How could such a thesis have been methodically treated? If its treatment had not partaken of the vast incongruity of the subject it would have been artistically amiss. Worthy, but too serious souls have striven, and will no doubt for ever strive to find in Sartor Resartus a consistent and continuously developed 'argument'; but in vain! You may construct a theory of the matter which will carry you along for a time; but it will 'throw' you in the end. Book II. for instance, contains no doubt the fairly straightforward and consecutive 'Story of a Soul,'—Carlyle's or another's, in all probability Carlyle's; and encouraged by its coherence a sanguine reader attacks the third and last Book, in full belief that here at least 'the bearing' of the Professor's 'remarks' will be found to 'lie in the application of them.' But alas! the Professor is 'neither to hold nor to bind.' After three chapters of sufficiently plain sailing on the decay of creeds and churches, Teufelsdröckh is off in Chapter IV. in hot pursuit of a Socialistic hare. In the fifth he is eloquently describing the rise of a new Society, Phœnix-like, from the ashes of the old, and in the Sixth he is in Monmouth Street moralising over its cast clothes! Then, in the next chapter but one to that masterpiece of solemnly sustained burlesque, we are being borne along through the wonderful chapter on 'Natural Supernaturalism' to its magnificent close, perhaps the grandest and most awe-inspired exercise on the everlasting theme 'O World, O Life, O Time!' that exists in human language. And then—well then, within three pages, we are revelling in the broad buffoonery of 'The Dandiacal Body,' and the sardonic irony of the plea for Tailors. After which—Chapter the Last and Farewell.

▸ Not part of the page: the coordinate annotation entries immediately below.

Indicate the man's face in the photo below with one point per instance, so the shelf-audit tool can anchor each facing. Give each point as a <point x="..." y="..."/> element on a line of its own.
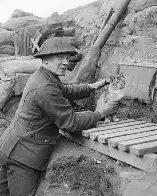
<point x="58" y="64"/>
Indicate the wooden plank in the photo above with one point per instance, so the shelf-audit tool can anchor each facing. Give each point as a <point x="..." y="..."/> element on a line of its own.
<point x="94" y="135"/>
<point x="86" y="133"/>
<point x="125" y="145"/>
<point x="147" y="162"/>
<point x="104" y="138"/>
<point x="114" y="141"/>
<point x="141" y="149"/>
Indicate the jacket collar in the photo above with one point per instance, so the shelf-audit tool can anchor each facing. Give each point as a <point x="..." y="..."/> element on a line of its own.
<point x="48" y="74"/>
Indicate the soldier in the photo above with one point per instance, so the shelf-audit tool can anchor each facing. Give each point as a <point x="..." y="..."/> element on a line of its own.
<point x="26" y="145"/>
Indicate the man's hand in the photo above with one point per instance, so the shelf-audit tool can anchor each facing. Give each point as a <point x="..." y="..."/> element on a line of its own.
<point x="106" y="108"/>
<point x="99" y="84"/>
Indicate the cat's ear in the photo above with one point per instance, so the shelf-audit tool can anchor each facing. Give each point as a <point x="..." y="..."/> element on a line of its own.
<point x="112" y="78"/>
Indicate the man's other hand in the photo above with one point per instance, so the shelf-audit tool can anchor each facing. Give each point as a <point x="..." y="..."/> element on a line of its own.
<point x="106" y="108"/>
<point x="99" y="84"/>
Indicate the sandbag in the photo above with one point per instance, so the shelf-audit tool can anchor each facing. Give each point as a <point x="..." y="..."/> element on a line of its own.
<point x="19" y="13"/>
<point x="7" y="42"/>
<point x="11" y="67"/>
<point x="6" y="92"/>
<point x="15" y="23"/>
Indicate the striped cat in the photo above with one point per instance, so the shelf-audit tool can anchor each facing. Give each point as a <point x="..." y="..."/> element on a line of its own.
<point x="115" y="92"/>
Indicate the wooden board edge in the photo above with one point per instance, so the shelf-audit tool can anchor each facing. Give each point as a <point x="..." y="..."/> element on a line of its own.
<point x="148" y="162"/>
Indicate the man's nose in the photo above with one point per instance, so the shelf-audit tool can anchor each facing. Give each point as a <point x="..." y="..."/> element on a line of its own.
<point x="65" y="61"/>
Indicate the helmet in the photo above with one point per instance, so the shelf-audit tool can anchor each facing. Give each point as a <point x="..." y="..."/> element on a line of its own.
<point x="55" y="45"/>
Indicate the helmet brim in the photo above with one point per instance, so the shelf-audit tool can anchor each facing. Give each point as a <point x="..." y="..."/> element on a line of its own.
<point x="72" y="53"/>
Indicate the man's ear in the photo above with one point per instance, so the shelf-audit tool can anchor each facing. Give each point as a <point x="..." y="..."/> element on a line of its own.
<point x="112" y="78"/>
<point x="45" y="60"/>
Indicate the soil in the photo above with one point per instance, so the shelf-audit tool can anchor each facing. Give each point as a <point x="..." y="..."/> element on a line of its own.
<point x="78" y="171"/>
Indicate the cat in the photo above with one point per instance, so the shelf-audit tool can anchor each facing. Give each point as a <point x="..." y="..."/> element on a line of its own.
<point x="115" y="92"/>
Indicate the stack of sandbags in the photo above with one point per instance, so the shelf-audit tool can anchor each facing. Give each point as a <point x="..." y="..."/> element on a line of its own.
<point x="21" y="19"/>
<point x="14" y="75"/>
<point x="7" y="42"/>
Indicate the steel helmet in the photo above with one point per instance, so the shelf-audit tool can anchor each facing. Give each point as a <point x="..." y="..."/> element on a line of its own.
<point x="55" y="45"/>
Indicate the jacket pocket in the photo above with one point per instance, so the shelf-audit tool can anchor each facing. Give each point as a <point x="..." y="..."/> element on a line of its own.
<point x="44" y="139"/>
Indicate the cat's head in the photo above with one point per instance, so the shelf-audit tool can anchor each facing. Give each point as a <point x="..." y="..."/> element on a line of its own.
<point x="117" y="82"/>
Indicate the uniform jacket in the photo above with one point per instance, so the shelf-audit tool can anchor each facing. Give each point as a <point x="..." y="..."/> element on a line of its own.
<point x="42" y="111"/>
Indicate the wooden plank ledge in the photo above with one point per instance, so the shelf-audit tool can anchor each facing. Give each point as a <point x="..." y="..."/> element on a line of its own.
<point x="147" y="162"/>
<point x="125" y="145"/>
<point x="114" y="141"/>
<point x="136" y="125"/>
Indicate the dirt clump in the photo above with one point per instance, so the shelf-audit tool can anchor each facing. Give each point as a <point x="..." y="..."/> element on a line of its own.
<point x="84" y="175"/>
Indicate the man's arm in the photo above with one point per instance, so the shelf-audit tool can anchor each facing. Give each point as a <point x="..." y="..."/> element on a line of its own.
<point x="61" y="113"/>
<point x="76" y="92"/>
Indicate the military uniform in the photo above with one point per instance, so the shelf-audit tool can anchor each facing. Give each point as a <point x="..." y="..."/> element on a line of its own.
<point x="42" y="111"/>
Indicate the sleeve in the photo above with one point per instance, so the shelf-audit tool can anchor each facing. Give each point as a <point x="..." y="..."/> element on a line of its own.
<point x="61" y="113"/>
<point x="76" y="92"/>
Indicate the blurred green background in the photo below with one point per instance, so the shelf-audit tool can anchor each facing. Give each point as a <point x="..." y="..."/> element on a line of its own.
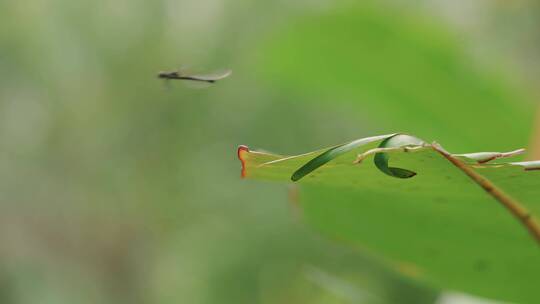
<point x="117" y="188"/>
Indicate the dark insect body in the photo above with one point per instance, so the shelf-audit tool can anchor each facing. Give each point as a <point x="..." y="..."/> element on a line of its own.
<point x="211" y="78"/>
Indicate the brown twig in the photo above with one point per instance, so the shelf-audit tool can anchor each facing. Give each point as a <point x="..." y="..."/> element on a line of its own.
<point x="512" y="205"/>
<point x="534" y="147"/>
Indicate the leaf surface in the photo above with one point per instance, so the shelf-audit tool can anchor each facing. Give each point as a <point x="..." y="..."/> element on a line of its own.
<point x="399" y="197"/>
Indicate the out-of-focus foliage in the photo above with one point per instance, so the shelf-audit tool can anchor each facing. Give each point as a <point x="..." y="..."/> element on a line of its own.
<point x="439" y="223"/>
<point x="115" y="188"/>
<point x="396" y="71"/>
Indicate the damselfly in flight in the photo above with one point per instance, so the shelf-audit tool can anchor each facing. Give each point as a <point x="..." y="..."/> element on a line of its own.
<point x="179" y="75"/>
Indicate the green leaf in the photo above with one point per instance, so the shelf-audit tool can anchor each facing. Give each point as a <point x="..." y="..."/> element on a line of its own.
<point x="440" y="225"/>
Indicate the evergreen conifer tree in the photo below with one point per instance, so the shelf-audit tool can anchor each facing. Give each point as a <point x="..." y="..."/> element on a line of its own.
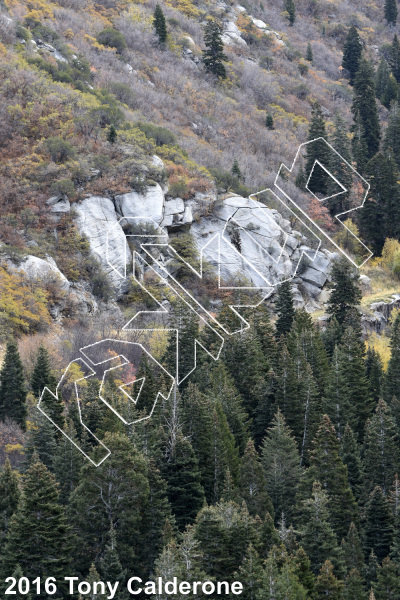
<point x="12" y="387"/>
<point x="381" y="78"/>
<point x="381" y="450"/>
<point x="9" y="497"/>
<point x="213" y="55"/>
<point x="290" y="8"/>
<point x="318" y="538"/>
<point x="391" y="142"/>
<point x="394" y="58"/>
<point x="374" y="367"/>
<point x="115" y="493"/>
<point x="391" y="92"/>
<point x="39" y="539"/>
<point x="112" y="134"/>
<point x="284" y="309"/>
<point x="110" y="564"/>
<point x="380" y="211"/>
<point x="281" y="463"/>
<point x="364" y="106"/>
<point x="252" y="483"/>
<point x="346" y="294"/>
<point x="41" y="439"/>
<point x="236" y="172"/>
<point x="352" y="53"/>
<point x="378" y="525"/>
<point x="354" y="586"/>
<point x="391" y="12"/>
<point x="327" y="585"/>
<point x="327" y="467"/>
<point x="159" y="24"/>
<point x="388" y="582"/>
<point x="184" y="489"/>
<point x="269" y="122"/>
<point x="318" y="178"/>
<point x="339" y="168"/>
<point x="392" y="382"/>
<point x="250" y="574"/>
<point x="353" y="555"/>
<point x="350" y="453"/>
<point x="43" y="377"/>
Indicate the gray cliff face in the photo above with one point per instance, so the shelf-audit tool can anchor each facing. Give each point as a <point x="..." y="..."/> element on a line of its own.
<point x="270" y="250"/>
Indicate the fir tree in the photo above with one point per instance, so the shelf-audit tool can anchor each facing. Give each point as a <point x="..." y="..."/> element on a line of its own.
<point x="213" y="55"/>
<point x="301" y="180"/>
<point x="233" y="536"/>
<point x="113" y="494"/>
<point x="42" y="440"/>
<point x="327" y="467"/>
<point x="327" y="585"/>
<point x="346" y="294"/>
<point x="388" y="582"/>
<point x="392" y="382"/>
<point x="354" y="380"/>
<point x="339" y="168"/>
<point x="236" y="172"/>
<point x="391" y="92"/>
<point x="352" y="53"/>
<point x="364" y="106"/>
<point x="379" y="525"/>
<point x="353" y="555"/>
<point x="380" y="211"/>
<point x="374" y="368"/>
<point x="252" y="483"/>
<point x="391" y="142"/>
<point x="381" y="78"/>
<point x="350" y="454"/>
<point x="381" y="450"/>
<point x="290" y="8"/>
<point x="12" y="387"/>
<point x="250" y="574"/>
<point x="281" y="463"/>
<point x="354" y="586"/>
<point x="111" y="134"/>
<point x="269" y="122"/>
<point x="38" y="539"/>
<point x="157" y="514"/>
<point x="110" y="564"/>
<point x="222" y="389"/>
<point x="318" y="538"/>
<point x="184" y="490"/>
<point x="391" y="12"/>
<point x="159" y="24"/>
<point x="303" y="572"/>
<point x="9" y="497"/>
<point x="43" y="377"/>
<point x="68" y="461"/>
<point x="318" y="178"/>
<point x="394" y="58"/>
<point x="284" y="309"/>
<point x="309" y="53"/>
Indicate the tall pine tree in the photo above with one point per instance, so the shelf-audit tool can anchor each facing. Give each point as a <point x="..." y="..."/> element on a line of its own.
<point x="12" y="386"/>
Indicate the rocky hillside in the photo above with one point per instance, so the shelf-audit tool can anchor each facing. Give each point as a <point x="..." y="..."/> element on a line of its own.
<point x="66" y="86"/>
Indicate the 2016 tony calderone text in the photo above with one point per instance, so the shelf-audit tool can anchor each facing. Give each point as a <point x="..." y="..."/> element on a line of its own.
<point x="135" y="586"/>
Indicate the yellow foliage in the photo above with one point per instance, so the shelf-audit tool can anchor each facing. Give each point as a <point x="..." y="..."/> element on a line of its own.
<point x="186" y="7"/>
<point x="380" y="343"/>
<point x="22" y="310"/>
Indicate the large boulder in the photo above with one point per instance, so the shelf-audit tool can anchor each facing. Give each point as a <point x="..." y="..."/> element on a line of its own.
<point x="43" y="269"/>
<point x="149" y="205"/>
<point x="97" y="220"/>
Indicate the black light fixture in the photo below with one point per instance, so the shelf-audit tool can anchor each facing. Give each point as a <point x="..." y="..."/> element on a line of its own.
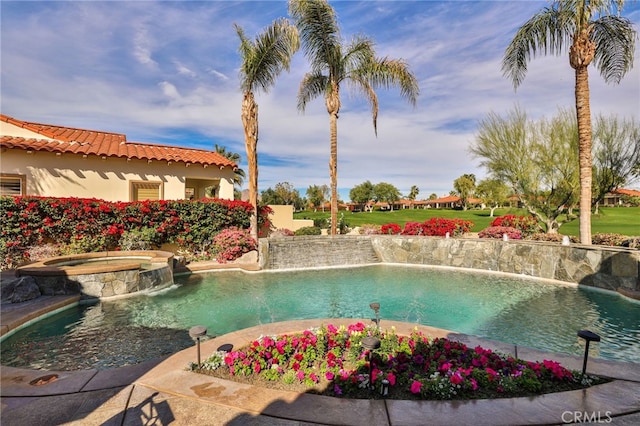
<point x="376" y="309"/>
<point x="384" y="388"/>
<point x="370" y="343"/>
<point x="589" y="337"/>
<point x="196" y="333"/>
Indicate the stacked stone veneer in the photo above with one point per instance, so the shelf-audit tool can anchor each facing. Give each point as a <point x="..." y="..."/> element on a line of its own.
<point x="106" y="284"/>
<point x="311" y="252"/>
<point x="603" y="267"/>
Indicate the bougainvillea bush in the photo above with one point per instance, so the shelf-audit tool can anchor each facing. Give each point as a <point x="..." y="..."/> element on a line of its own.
<point x="500" y="232"/>
<point x="438" y="227"/>
<point x="80" y="225"/>
<point x="526" y="224"/>
<point x="332" y="361"/>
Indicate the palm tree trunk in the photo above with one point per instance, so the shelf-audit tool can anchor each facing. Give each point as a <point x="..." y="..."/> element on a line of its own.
<point x="333" y="107"/>
<point x="250" y="123"/>
<point x="583" y="111"/>
<point x="333" y="171"/>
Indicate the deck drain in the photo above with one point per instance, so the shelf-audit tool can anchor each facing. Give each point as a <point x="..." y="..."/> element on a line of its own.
<point x="43" y="380"/>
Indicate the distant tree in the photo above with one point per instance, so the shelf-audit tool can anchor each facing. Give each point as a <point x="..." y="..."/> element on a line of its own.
<point x="262" y="61"/>
<point x="335" y="63"/>
<point x="465" y="186"/>
<point x="591" y="31"/>
<point x="317" y="195"/>
<point x="546" y="178"/>
<point x="238" y="174"/>
<point x="363" y="193"/>
<point x="413" y="193"/>
<point x="282" y="194"/>
<point x="493" y="192"/>
<point x="386" y="192"/>
<point x="616" y="155"/>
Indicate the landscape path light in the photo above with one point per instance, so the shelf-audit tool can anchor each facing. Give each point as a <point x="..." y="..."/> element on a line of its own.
<point x="589" y="337"/>
<point x="196" y="333"/>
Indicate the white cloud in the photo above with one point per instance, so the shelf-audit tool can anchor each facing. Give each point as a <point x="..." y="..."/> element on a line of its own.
<point x="156" y="70"/>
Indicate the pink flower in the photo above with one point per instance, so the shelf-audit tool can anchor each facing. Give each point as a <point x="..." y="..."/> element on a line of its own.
<point x="474" y="384"/>
<point x="456" y="378"/>
<point x="392" y="379"/>
<point x="337" y="390"/>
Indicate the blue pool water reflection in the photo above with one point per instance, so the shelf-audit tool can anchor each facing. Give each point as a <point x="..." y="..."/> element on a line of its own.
<point x="511" y="309"/>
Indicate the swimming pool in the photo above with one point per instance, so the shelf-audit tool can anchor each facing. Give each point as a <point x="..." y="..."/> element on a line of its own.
<point x="511" y="309"/>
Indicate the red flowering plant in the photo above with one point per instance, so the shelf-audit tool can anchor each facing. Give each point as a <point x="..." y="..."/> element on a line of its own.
<point x="438" y="227"/>
<point x="390" y="229"/>
<point x="498" y="232"/>
<point x="332" y="361"/>
<point x="526" y="224"/>
<point x="80" y="225"/>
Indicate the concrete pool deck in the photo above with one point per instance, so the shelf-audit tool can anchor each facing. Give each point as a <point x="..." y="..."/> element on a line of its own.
<point x="162" y="392"/>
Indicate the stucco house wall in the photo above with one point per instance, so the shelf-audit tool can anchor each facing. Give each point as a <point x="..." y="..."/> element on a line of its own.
<point x="64" y="175"/>
<point x="56" y="166"/>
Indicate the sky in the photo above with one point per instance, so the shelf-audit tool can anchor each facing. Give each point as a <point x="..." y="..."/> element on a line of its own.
<point x="167" y="72"/>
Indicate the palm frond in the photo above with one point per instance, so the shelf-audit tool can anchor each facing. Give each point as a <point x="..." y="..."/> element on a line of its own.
<point x="318" y="28"/>
<point x="312" y="86"/>
<point x="615" y="45"/>
<point x="389" y="73"/>
<point x="548" y="32"/>
<point x="267" y="56"/>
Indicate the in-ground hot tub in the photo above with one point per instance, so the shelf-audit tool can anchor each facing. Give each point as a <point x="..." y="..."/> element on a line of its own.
<point x="102" y="274"/>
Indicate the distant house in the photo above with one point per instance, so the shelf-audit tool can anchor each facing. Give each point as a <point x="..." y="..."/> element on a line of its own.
<point x="615" y="197"/>
<point x="57" y="161"/>
<point x="452" y="202"/>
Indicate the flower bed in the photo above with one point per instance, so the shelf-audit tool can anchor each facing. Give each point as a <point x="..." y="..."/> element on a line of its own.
<point x="332" y="361"/>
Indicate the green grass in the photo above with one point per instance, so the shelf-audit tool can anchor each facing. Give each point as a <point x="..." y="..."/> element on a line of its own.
<point x="616" y="220"/>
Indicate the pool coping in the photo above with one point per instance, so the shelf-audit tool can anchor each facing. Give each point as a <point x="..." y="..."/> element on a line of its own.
<point x="167" y="381"/>
<point x="168" y="378"/>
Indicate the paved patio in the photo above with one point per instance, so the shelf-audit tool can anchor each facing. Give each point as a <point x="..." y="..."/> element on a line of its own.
<point x="162" y="392"/>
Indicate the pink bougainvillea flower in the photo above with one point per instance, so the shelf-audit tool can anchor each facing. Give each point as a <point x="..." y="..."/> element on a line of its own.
<point x="456" y="378"/>
<point x="392" y="379"/>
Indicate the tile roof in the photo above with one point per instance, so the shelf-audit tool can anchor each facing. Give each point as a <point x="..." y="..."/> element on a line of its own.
<point x="629" y="192"/>
<point x="104" y="144"/>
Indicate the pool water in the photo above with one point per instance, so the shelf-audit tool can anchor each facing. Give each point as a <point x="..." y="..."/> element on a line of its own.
<point x="511" y="309"/>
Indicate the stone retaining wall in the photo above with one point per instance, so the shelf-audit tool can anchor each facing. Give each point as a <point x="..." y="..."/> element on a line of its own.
<point x="608" y="268"/>
<point x="316" y="251"/>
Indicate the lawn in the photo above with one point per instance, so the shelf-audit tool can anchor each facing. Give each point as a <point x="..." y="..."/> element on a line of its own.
<point x="617" y="220"/>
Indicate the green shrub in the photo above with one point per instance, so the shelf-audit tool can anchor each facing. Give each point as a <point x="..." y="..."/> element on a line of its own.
<point x="140" y="239"/>
<point x="231" y="243"/>
<point x="615" y="240"/>
<point x="85" y="225"/>
<point x="498" y="232"/>
<point x="308" y="230"/>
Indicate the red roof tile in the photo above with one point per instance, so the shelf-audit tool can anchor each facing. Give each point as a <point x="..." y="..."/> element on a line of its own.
<point x="629" y="192"/>
<point x="105" y="144"/>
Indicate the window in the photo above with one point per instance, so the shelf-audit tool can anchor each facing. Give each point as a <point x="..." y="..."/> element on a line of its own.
<point x="12" y="184"/>
<point x="141" y="191"/>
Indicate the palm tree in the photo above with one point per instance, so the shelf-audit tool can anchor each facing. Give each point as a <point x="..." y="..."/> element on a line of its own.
<point x="239" y="175"/>
<point x="262" y="61"/>
<point x="333" y="63"/>
<point x="590" y="32"/>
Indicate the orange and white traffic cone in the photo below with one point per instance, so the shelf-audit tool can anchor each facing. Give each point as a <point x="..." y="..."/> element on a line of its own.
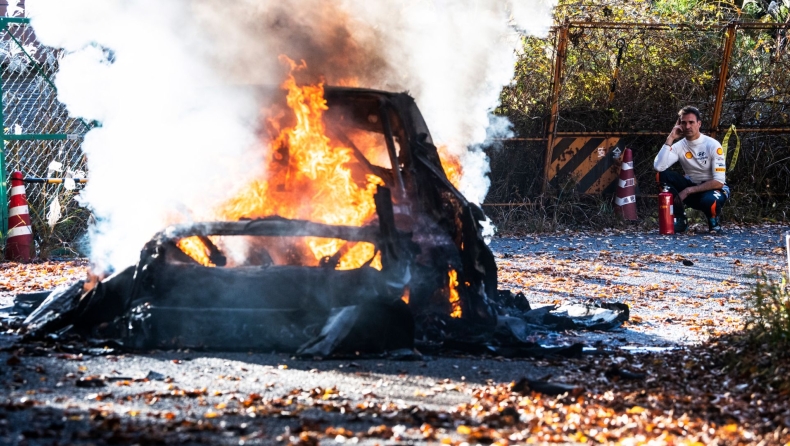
<point x="625" y="198"/>
<point x="20" y="234"/>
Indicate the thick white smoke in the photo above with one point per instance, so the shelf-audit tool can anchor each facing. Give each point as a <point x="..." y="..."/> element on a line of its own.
<point x="178" y="133"/>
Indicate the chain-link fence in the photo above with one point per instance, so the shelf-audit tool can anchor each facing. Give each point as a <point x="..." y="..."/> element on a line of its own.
<point x="39" y="138"/>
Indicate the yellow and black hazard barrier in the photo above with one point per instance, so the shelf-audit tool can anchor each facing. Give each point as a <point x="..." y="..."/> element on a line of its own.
<point x="586" y="161"/>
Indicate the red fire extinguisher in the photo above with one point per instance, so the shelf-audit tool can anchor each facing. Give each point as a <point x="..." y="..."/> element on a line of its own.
<point x="666" y="212"/>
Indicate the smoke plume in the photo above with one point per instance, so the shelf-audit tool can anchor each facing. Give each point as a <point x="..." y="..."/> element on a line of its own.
<point x="167" y="82"/>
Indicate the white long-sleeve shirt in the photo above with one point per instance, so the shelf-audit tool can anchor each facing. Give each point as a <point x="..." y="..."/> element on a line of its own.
<point x="702" y="159"/>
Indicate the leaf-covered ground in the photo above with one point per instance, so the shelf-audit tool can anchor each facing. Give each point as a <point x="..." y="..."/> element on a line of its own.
<point x="722" y="391"/>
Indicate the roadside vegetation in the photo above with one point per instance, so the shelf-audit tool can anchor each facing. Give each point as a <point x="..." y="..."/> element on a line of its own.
<point x="661" y="70"/>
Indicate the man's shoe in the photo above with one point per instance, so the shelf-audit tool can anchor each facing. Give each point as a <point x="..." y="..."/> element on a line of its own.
<point x="714" y="226"/>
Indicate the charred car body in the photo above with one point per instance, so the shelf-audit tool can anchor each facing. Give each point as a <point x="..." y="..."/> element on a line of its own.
<point x="422" y="230"/>
<point x="429" y="275"/>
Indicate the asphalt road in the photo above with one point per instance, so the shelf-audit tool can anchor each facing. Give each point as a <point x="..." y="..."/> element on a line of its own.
<point x="199" y="397"/>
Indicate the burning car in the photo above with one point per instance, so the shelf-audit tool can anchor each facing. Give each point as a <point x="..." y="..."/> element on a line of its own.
<point x="355" y="241"/>
<point x="383" y="244"/>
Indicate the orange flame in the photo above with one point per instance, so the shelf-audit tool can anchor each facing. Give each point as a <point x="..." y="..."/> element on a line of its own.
<point x="455" y="298"/>
<point x="451" y="164"/>
<point x="310" y="177"/>
<point x="195" y="248"/>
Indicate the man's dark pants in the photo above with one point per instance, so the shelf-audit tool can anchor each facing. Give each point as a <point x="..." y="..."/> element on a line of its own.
<point x="710" y="202"/>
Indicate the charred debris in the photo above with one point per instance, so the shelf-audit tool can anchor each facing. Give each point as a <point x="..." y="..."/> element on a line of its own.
<point x="435" y="287"/>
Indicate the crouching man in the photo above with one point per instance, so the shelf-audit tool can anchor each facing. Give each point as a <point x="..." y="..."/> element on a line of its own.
<point x="702" y="159"/>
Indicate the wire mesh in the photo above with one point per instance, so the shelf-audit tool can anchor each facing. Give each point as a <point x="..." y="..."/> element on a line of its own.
<point x="41" y="140"/>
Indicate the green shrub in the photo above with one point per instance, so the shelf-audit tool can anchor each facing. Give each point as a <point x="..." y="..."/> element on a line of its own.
<point x="768" y="318"/>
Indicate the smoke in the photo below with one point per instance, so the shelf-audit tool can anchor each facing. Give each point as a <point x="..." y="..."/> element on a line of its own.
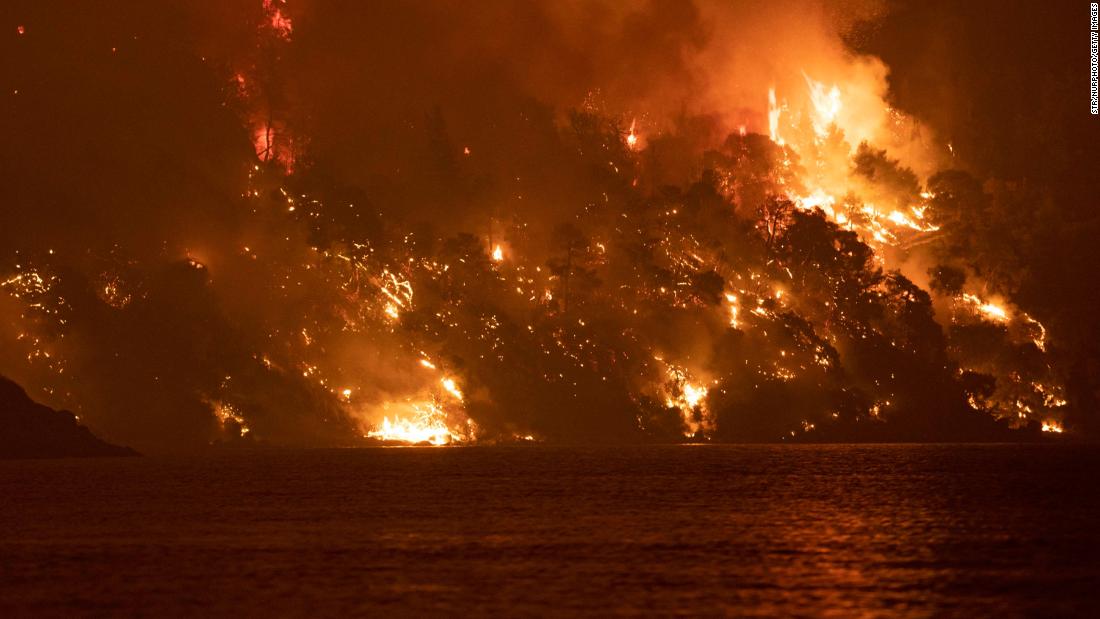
<point x="272" y="220"/>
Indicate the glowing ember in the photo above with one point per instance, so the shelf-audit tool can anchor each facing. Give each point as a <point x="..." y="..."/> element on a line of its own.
<point x="451" y="388"/>
<point x="826" y="102"/>
<point x="991" y="311"/>
<point x="420" y="422"/>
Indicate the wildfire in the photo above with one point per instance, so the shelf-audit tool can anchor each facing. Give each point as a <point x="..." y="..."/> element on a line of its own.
<point x="227" y="415"/>
<point x="1053" y="427"/>
<point x="421" y="422"/>
<point x="631" y="137"/>
<point x="773" y="112"/>
<point x="826" y="102"/>
<point x="991" y="311"/>
<point x="690" y="398"/>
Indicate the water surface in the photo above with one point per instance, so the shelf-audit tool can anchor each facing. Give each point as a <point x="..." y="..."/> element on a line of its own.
<point x="877" y="530"/>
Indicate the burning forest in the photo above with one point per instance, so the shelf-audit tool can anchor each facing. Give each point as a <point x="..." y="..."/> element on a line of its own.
<point x="289" y="223"/>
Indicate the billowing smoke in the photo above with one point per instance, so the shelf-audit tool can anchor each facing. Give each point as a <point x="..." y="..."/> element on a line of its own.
<point x="304" y="222"/>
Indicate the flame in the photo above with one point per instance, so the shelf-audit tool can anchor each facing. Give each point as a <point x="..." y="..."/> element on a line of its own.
<point x="773" y="112"/>
<point x="422" y="422"/>
<point x="690" y="398"/>
<point x="631" y="137"/>
<point x="1053" y="427"/>
<point x="226" y="412"/>
<point x="991" y="311"/>
<point x="278" y="22"/>
<point x="826" y="102"/>
<point x="451" y="387"/>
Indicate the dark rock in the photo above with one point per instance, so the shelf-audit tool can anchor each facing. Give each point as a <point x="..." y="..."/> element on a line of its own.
<point x="32" y="430"/>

No! Let the commentator too enamoured of method desist from his useless labours and leave Sartor Resartus to stand for what it is—a fantastic but splendid rhapsody, laden with thought, glowing with imagination and passion, pungent with irony; to the prosaic a stumbling-block, and to the humourless foolishness, but to all who bring to the reading of it some slight share of its own qualities an unfailing source of spiritual refreshment and intellectual delight.